Les gels sont utilisés dans de nombreux domaines de la conservation-restauration d’oeuvres d’art, depuis la peinture murale. les textiles, les objets archéologiques, le papier, en passant par l’art contemporain et la peinture de chevalet. Une conférence de trois jours, intitulée « Gels in Conservation », organisée par les deux institutions anglaises International Academic Projects (IAP) et la Tate, a eu lieu au Centre Emmanuel à Londres les 16, 17 et 18 octobre 2018. Restaurateurs, scientifiques de la restauration et d’autres domaines, et étudiants étaient présents en ayant pour seul but de discuter de la théorie et de la mise en pratique de l’usage des gels en restauration du patrimoine (le programme, c’est par ici).
Et oui, car les gels sont si polyvalents et multiformes qu’ils ont la capacité de s’adapter à toutes sortes de surfaces, et ce pour de multiples objectifs ; nettoyer une surface, faire changer les propriétés physico-chimiques d’un matériau pour le retirer, ou le rendre plus durable.
De nombreux axes explorant de nouveaux et de nouvelles technologies ont été parcourus lors de ces trois jours passionnants.
Nous avons eu la chance d’être sélectionnés pour présenter notre recherche sous forme d’un poster. Il est intitulé en français « Évaluation statistique de mesures de la rugosité de surface pour évaluer le décrassage à l’aide d’hydrogels rigides d’une peinture à l’huile empâtée non vernie » (en anglais « Statistical evaluation of surface roughness measurements to evaluate rigid and mouldable hydrogels for cleaning unvarnished oil paint with heavy impasto »), et a été co-écrit avec Pauline Hélou-de La Grandière, Marine Page et Sigrid Mirabaud. Cette recherche avait pour objectifs de tester le potentiel de plusieurs gels qui sont de plus en plus utilisés aujourd’hui, mais encore peu connus hier, appelés « gels rigides », pour nettoyer des surfaces peintes en fort relief et encrassées.

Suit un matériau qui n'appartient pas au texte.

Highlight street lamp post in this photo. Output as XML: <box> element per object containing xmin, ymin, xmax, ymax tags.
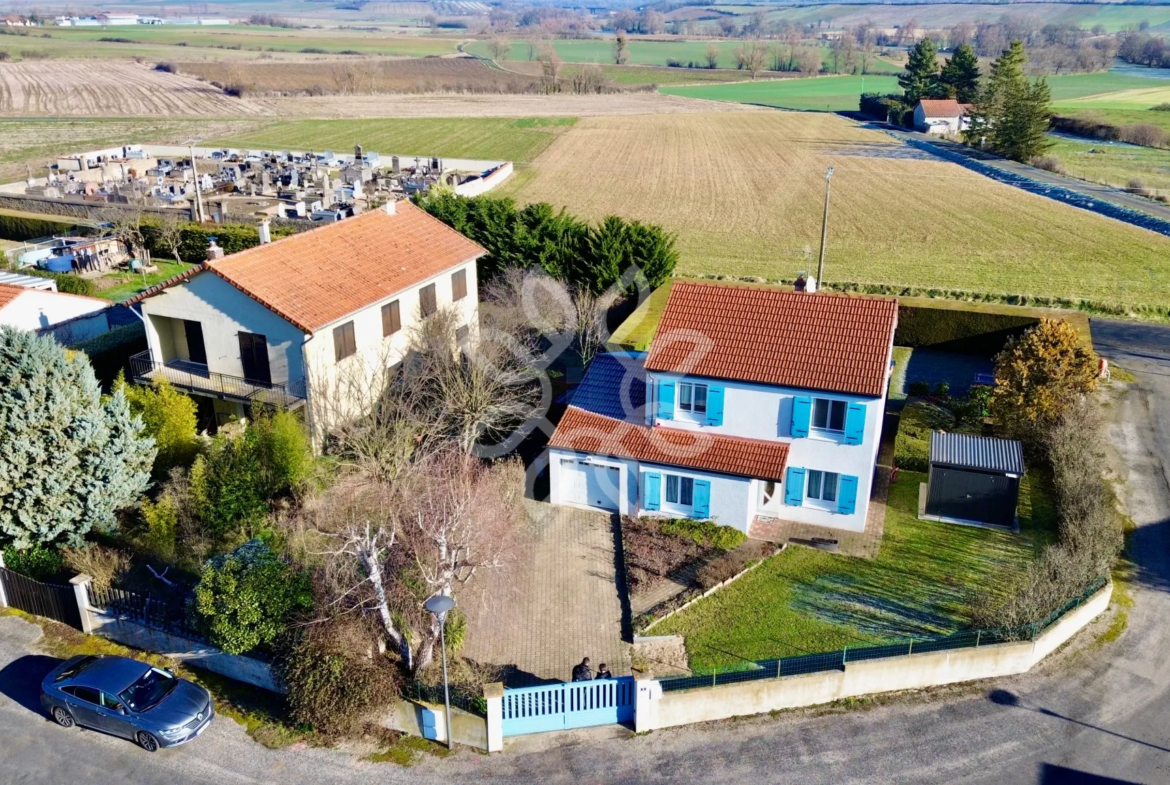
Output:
<box><xmin>422</xmin><ymin>594</ymin><xmax>455</xmax><ymax>750</ymax></box>
<box><xmin>187</xmin><ymin>139</ymin><xmax>205</xmax><ymax>223</ymax></box>
<box><xmin>817</xmin><ymin>166</ymin><xmax>833</xmax><ymax>291</ymax></box>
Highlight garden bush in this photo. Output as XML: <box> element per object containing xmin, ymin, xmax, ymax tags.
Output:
<box><xmin>4</xmin><ymin>545</ymin><xmax>66</xmax><ymax>583</ymax></box>
<box><xmin>281</xmin><ymin>620</ymin><xmax>401</xmax><ymax>736</ymax></box>
<box><xmin>192</xmin><ymin>539</ymin><xmax>312</xmax><ymax>654</ymax></box>
<box><xmin>661</xmin><ymin>518</ymin><xmax>748</xmax><ymax>551</ymax></box>
<box><xmin>61</xmin><ymin>544</ymin><xmax>130</xmax><ymax>588</ymax></box>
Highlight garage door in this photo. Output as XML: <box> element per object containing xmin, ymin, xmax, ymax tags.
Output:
<box><xmin>560</xmin><ymin>457</ymin><xmax>621</xmax><ymax>510</ymax></box>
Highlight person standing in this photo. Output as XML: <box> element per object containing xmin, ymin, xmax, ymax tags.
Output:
<box><xmin>573</xmin><ymin>657</ymin><xmax>593</xmax><ymax>681</ymax></box>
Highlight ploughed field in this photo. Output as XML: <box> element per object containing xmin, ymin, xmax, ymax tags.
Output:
<box><xmin>503</xmin><ymin>111</ymin><xmax>1170</xmax><ymax>308</ymax></box>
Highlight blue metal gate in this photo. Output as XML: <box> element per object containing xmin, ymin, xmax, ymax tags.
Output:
<box><xmin>503</xmin><ymin>676</ymin><xmax>634</xmax><ymax>736</ymax></box>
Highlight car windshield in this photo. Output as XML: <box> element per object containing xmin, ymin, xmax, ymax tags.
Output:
<box><xmin>53</xmin><ymin>656</ymin><xmax>97</xmax><ymax>683</ymax></box>
<box><xmin>118</xmin><ymin>668</ymin><xmax>179</xmax><ymax>711</ymax></box>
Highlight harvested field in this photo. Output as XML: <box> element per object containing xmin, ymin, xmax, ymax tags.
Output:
<box><xmin>259</xmin><ymin>92</ymin><xmax>758</xmax><ymax>118</ymax></box>
<box><xmin>502</xmin><ymin>111</ymin><xmax>1170</xmax><ymax>308</ymax></box>
<box><xmin>176</xmin><ymin>57</ymin><xmax>538</xmax><ymax>96</ymax></box>
<box><xmin>0</xmin><ymin>61</ymin><xmax>266</xmax><ymax>117</ymax></box>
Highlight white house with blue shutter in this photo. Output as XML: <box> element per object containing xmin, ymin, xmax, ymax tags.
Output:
<box><xmin>549</xmin><ymin>282</ymin><xmax>897</xmax><ymax>532</ymax></box>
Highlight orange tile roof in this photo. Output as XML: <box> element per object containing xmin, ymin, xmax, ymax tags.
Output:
<box><xmin>646</xmin><ymin>281</ymin><xmax>897</xmax><ymax>398</ymax></box>
<box><xmin>126</xmin><ymin>201</ymin><xmax>487</xmax><ymax>332</ymax></box>
<box><xmin>549</xmin><ymin>406</ymin><xmax>789</xmax><ymax>480</ymax></box>
<box><xmin>918</xmin><ymin>98</ymin><xmax>971</xmax><ymax>117</ymax></box>
<box><xmin>0</xmin><ymin>283</ymin><xmax>25</xmax><ymax>308</ymax></box>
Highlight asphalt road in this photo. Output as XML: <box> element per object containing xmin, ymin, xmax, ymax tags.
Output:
<box><xmin>892</xmin><ymin>126</ymin><xmax>1170</xmax><ymax>221</ymax></box>
<box><xmin>0</xmin><ymin>321</ymin><xmax>1170</xmax><ymax>785</ymax></box>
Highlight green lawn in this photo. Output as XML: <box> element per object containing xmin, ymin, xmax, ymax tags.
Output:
<box><xmin>654</xmin><ymin>471</ymin><xmax>1054</xmax><ymax>672</ymax></box>
<box><xmin>96</xmin><ymin>260</ymin><xmax>190</xmax><ymax>303</ymax></box>
<box><xmin>1047</xmin><ymin>135</ymin><xmax>1170</xmax><ymax>193</ymax></box>
<box><xmin>206</xmin><ymin>117</ymin><xmax>576</xmax><ymax>164</ymax></box>
<box><xmin>661</xmin><ymin>76</ymin><xmax>897</xmax><ymax>111</ymax></box>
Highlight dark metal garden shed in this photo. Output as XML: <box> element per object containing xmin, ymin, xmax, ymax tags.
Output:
<box><xmin>923</xmin><ymin>431</ymin><xmax>1024</xmax><ymax>528</ymax></box>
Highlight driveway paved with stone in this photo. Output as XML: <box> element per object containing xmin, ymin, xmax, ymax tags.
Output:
<box><xmin>462</xmin><ymin>502</ymin><xmax>629</xmax><ymax>687</ymax></box>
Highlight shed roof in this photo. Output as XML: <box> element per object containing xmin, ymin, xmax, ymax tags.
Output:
<box><xmin>646</xmin><ymin>281</ymin><xmax>897</xmax><ymax>398</ymax></box>
<box><xmin>549</xmin><ymin>406</ymin><xmax>789</xmax><ymax>481</ymax></box>
<box><xmin>930</xmin><ymin>431</ymin><xmax>1024</xmax><ymax>474</ymax></box>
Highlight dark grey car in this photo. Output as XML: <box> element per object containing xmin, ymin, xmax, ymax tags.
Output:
<box><xmin>41</xmin><ymin>656</ymin><xmax>215</xmax><ymax>752</ymax></box>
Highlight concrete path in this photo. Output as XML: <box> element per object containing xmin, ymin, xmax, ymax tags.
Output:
<box><xmin>462</xmin><ymin>502</ymin><xmax>629</xmax><ymax>687</ymax></box>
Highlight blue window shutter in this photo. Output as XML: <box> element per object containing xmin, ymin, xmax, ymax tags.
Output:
<box><xmin>707</xmin><ymin>385</ymin><xmax>723</xmax><ymax>425</ymax></box>
<box><xmin>691</xmin><ymin>480</ymin><xmax>711</xmax><ymax>518</ymax></box>
<box><xmin>642</xmin><ymin>471</ymin><xmax>662</xmax><ymax>510</ymax></box>
<box><xmin>784</xmin><ymin>466</ymin><xmax>804</xmax><ymax>507</ymax></box>
<box><xmin>845</xmin><ymin>401</ymin><xmax>866</xmax><ymax>445</ymax></box>
<box><xmin>792</xmin><ymin>395</ymin><xmax>812</xmax><ymax>439</ymax></box>
<box><xmin>655</xmin><ymin>381</ymin><xmax>674</xmax><ymax>423</ymax></box>
<box><xmin>837</xmin><ymin>474</ymin><xmax>858</xmax><ymax>515</ymax></box>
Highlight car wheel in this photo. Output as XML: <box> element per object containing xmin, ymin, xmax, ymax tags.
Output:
<box><xmin>138</xmin><ymin>731</ymin><xmax>158</xmax><ymax>752</ymax></box>
<box><xmin>53</xmin><ymin>707</ymin><xmax>77</xmax><ymax>728</ymax></box>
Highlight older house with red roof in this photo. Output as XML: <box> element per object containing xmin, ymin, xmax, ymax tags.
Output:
<box><xmin>549</xmin><ymin>282</ymin><xmax>897</xmax><ymax>532</ymax></box>
<box><xmin>914</xmin><ymin>98</ymin><xmax>971</xmax><ymax>136</ymax></box>
<box><xmin>130</xmin><ymin>202</ymin><xmax>486</xmax><ymax>443</ymax></box>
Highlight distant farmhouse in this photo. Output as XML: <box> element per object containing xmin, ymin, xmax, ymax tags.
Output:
<box><xmin>914</xmin><ymin>98</ymin><xmax>971</xmax><ymax>136</ymax></box>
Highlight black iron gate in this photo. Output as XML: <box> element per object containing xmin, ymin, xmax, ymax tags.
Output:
<box><xmin>0</xmin><ymin>567</ymin><xmax>81</xmax><ymax>629</ymax></box>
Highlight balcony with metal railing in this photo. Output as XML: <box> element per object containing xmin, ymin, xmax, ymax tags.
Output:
<box><xmin>130</xmin><ymin>351</ymin><xmax>305</xmax><ymax>408</ymax></box>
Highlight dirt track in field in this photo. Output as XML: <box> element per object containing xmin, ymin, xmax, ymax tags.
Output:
<box><xmin>0</xmin><ymin>60</ymin><xmax>271</xmax><ymax>117</ymax></box>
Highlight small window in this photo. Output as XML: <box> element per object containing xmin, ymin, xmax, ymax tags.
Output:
<box><xmin>806</xmin><ymin>469</ymin><xmax>838</xmax><ymax>502</ymax></box>
<box><xmin>333</xmin><ymin>322</ymin><xmax>358</xmax><ymax>363</ymax></box>
<box><xmin>666</xmin><ymin>474</ymin><xmax>695</xmax><ymax>507</ymax></box>
<box><xmin>419</xmin><ymin>283</ymin><xmax>439</xmax><ymax>318</ymax></box>
<box><xmin>381</xmin><ymin>299</ymin><xmax>402</xmax><ymax>338</ymax></box>
<box><xmin>679</xmin><ymin>381</ymin><xmax>707</xmax><ymax>414</ymax></box>
<box><xmin>812</xmin><ymin>398</ymin><xmax>848</xmax><ymax>432</ymax></box>
<box><xmin>61</xmin><ymin>687</ymin><xmax>99</xmax><ymax>705</ymax></box>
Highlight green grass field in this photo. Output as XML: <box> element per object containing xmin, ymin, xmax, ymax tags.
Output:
<box><xmin>1047</xmin><ymin>136</ymin><xmax>1170</xmax><ymax>193</ymax></box>
<box><xmin>0</xmin><ymin>25</ymin><xmax>460</xmax><ymax>58</ymax></box>
<box><xmin>654</xmin><ymin>471</ymin><xmax>1054</xmax><ymax>672</ymax></box>
<box><xmin>207</xmin><ymin>117</ymin><xmax>576</xmax><ymax>164</ymax></box>
<box><xmin>661</xmin><ymin>76</ymin><xmax>897</xmax><ymax>111</ymax></box>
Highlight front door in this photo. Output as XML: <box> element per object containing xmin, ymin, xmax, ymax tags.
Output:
<box><xmin>183</xmin><ymin>319</ymin><xmax>207</xmax><ymax>365</ymax></box>
<box><xmin>240</xmin><ymin>332</ymin><xmax>273</xmax><ymax>385</ymax></box>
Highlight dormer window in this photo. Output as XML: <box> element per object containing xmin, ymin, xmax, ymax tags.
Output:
<box><xmin>679</xmin><ymin>381</ymin><xmax>707</xmax><ymax>414</ymax></box>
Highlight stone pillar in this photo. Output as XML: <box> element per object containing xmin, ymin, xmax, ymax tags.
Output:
<box><xmin>0</xmin><ymin>551</ymin><xmax>8</xmax><ymax>608</ymax></box>
<box><xmin>69</xmin><ymin>573</ymin><xmax>94</xmax><ymax>635</ymax></box>
<box><xmin>483</xmin><ymin>682</ymin><xmax>504</xmax><ymax>752</ymax></box>
<box><xmin>634</xmin><ymin>676</ymin><xmax>662</xmax><ymax>734</ymax></box>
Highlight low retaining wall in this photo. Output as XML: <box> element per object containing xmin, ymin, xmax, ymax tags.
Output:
<box><xmin>87</xmin><ymin>606</ymin><xmax>287</xmax><ymax>694</ymax></box>
<box><xmin>455</xmin><ymin>160</ymin><xmax>512</xmax><ymax>197</ymax></box>
<box><xmin>381</xmin><ymin>701</ymin><xmax>488</xmax><ymax>750</ymax></box>
<box><xmin>635</xmin><ymin>583</ymin><xmax>1113</xmax><ymax>734</ymax></box>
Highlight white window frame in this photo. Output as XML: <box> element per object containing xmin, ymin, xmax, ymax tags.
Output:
<box><xmin>674</xmin><ymin>381</ymin><xmax>710</xmax><ymax>422</ymax></box>
<box><xmin>659</xmin><ymin>471</ymin><xmax>695</xmax><ymax>515</ymax></box>
<box><xmin>808</xmin><ymin>398</ymin><xmax>849</xmax><ymax>435</ymax></box>
<box><xmin>805</xmin><ymin>469</ymin><xmax>841</xmax><ymax>510</ymax></box>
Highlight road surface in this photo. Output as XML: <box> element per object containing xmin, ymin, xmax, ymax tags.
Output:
<box><xmin>0</xmin><ymin>321</ymin><xmax>1170</xmax><ymax>785</ymax></box>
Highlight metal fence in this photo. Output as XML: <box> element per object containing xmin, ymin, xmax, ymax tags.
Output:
<box><xmin>659</xmin><ymin>578</ymin><xmax>1107</xmax><ymax>693</ymax></box>
<box><xmin>402</xmin><ymin>681</ymin><xmax>488</xmax><ymax>717</ymax></box>
<box><xmin>89</xmin><ymin>584</ymin><xmax>206</xmax><ymax>642</ymax></box>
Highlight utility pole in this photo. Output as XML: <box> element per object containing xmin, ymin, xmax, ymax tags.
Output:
<box><xmin>817</xmin><ymin>166</ymin><xmax>833</xmax><ymax>291</ymax></box>
<box><xmin>187</xmin><ymin>139</ymin><xmax>206</xmax><ymax>223</ymax></box>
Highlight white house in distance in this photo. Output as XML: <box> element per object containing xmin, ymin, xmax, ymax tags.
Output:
<box><xmin>914</xmin><ymin>98</ymin><xmax>971</xmax><ymax>136</ymax></box>
<box><xmin>128</xmin><ymin>201</ymin><xmax>487</xmax><ymax>443</ymax></box>
<box><xmin>0</xmin><ymin>283</ymin><xmax>111</xmax><ymax>344</ymax></box>
<box><xmin>549</xmin><ymin>282</ymin><xmax>897</xmax><ymax>532</ymax></box>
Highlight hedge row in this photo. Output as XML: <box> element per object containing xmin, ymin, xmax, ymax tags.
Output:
<box><xmin>0</xmin><ymin>213</ymin><xmax>77</xmax><ymax>242</ymax></box>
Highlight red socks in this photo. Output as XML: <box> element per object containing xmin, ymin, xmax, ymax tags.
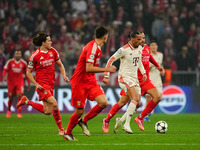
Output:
<box><xmin>27</xmin><ymin>101</ymin><xmax>44</xmax><ymax>114</ymax></box>
<box><xmin>83</xmin><ymin>104</ymin><xmax>103</xmax><ymax>123</ymax></box>
<box><xmin>105</xmin><ymin>103</ymin><xmax>120</xmax><ymax>122</ymax></box>
<box><xmin>53</xmin><ymin>110</ymin><xmax>63</xmax><ymax>129</ymax></box>
<box><xmin>65</xmin><ymin>112</ymin><xmax>81</xmax><ymax>134</ymax></box>
<box><xmin>17</xmin><ymin>96</ymin><xmax>22</xmax><ymax>114</ymax></box>
<box><xmin>138</xmin><ymin>100</ymin><xmax>158</xmax><ymax>120</ymax></box>
<box><xmin>8</xmin><ymin>100</ymin><xmax>12</xmax><ymax>111</ymax></box>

Comment avons-nous évalué cela ? Avec une technique de pointe appelée « microtopographie », c’est-à-dire la mesure de la topographie à l’échelle microscopique, si petite topographie que l’on parle de « rugosité ». Cette technique permet de mesurer, à l’échelle microscopique, des changements de reliefs -on parle de « creux » et de « vallées »- pour par exemple retrouver des gravures, eh bien, par exemple préhistoriques, pour les visualiser en 3D, et ainsi les étudier. Nous avons un peu détourné cette technique pour pouvoir évaluer la présence de particules de poussière et de crasse (bref, ce qui est sale sur la surface) avant et après utilisation de nos gels rigides.
Et, en associant la microtopographie (images STIL® ci-dessus), qui nous permettait de mesurer la présence des particules de saleté à la surface, avec des images en microscopie 3D (images HIROX® ci-dessus), qui nous a permis de voir la surface, nous avons pu déterminer l’efficacité de nos gels.
Quels gels ? Nous avons testé deux types de gels dits gels « rigides » de par leurs propriétés physiques. Stricto sensu, la définition d’un gel rigide est « qui n’est pas soumis à l’écoulement » ; dans les faits, ces gels, une fois posés sur une surface, ont la capacité de prendre la forme de celle-ci, et de la garder (plus ou moins longtemps pour certains). Nous avons testé un gel constitué d’agarose, qui est un des composés de l’agar utilisé en cuisine, et un gel constitué d’alcool polyvinylique et d’acide borique, matière plus connue depuis peu sous le nom de pâte « Slime » dans les rayons de jeux pour enfants. C’est cette pâte gluante, préparée par nos soins, et sans les colorants fluos, que nous avons testée pour nettoyer la surface de nos éprouvettes.
Avec tout ça, nous n’avons pas encore pu vous dire ce que nous avons nettoyé. Il s’agissait d’empâtements de peinture à l’huile ; en effet, les empâtements de peinture présentent de forts reliefs dans lesquels la poussière peut se déposer, et être complexe à retirer. C’est pourquoi nous avons trouvé que l’idée de nettoyer ces empâtements avec un gel qui se conforme précisément à leur surface irrégulière était intéressante à explorer.
Voilà, et au final, qu’en est-il ressorti ? Eh bien, la microtopographie et la microscopie ont montré que nos gels rigides avaient nettoyé la surface, mais pas suffisamment, comparé à un outil fréquemment utilisé, un embout de coton humidifié. Et cela, on pouvait s’y attendre ! En effet, ces deux moyens de nettoyer ont des systèmes d’action très différents. Ce qui est en revanche très intéressant, est d’avoir pu le démontrer à l’échelle microscopique, et ce de manière quantitative (par la mesure microtopographique), et qualitative (par l’observation microscopique) pour nous confirmer que oui, le nettoyage a bien eu lieu.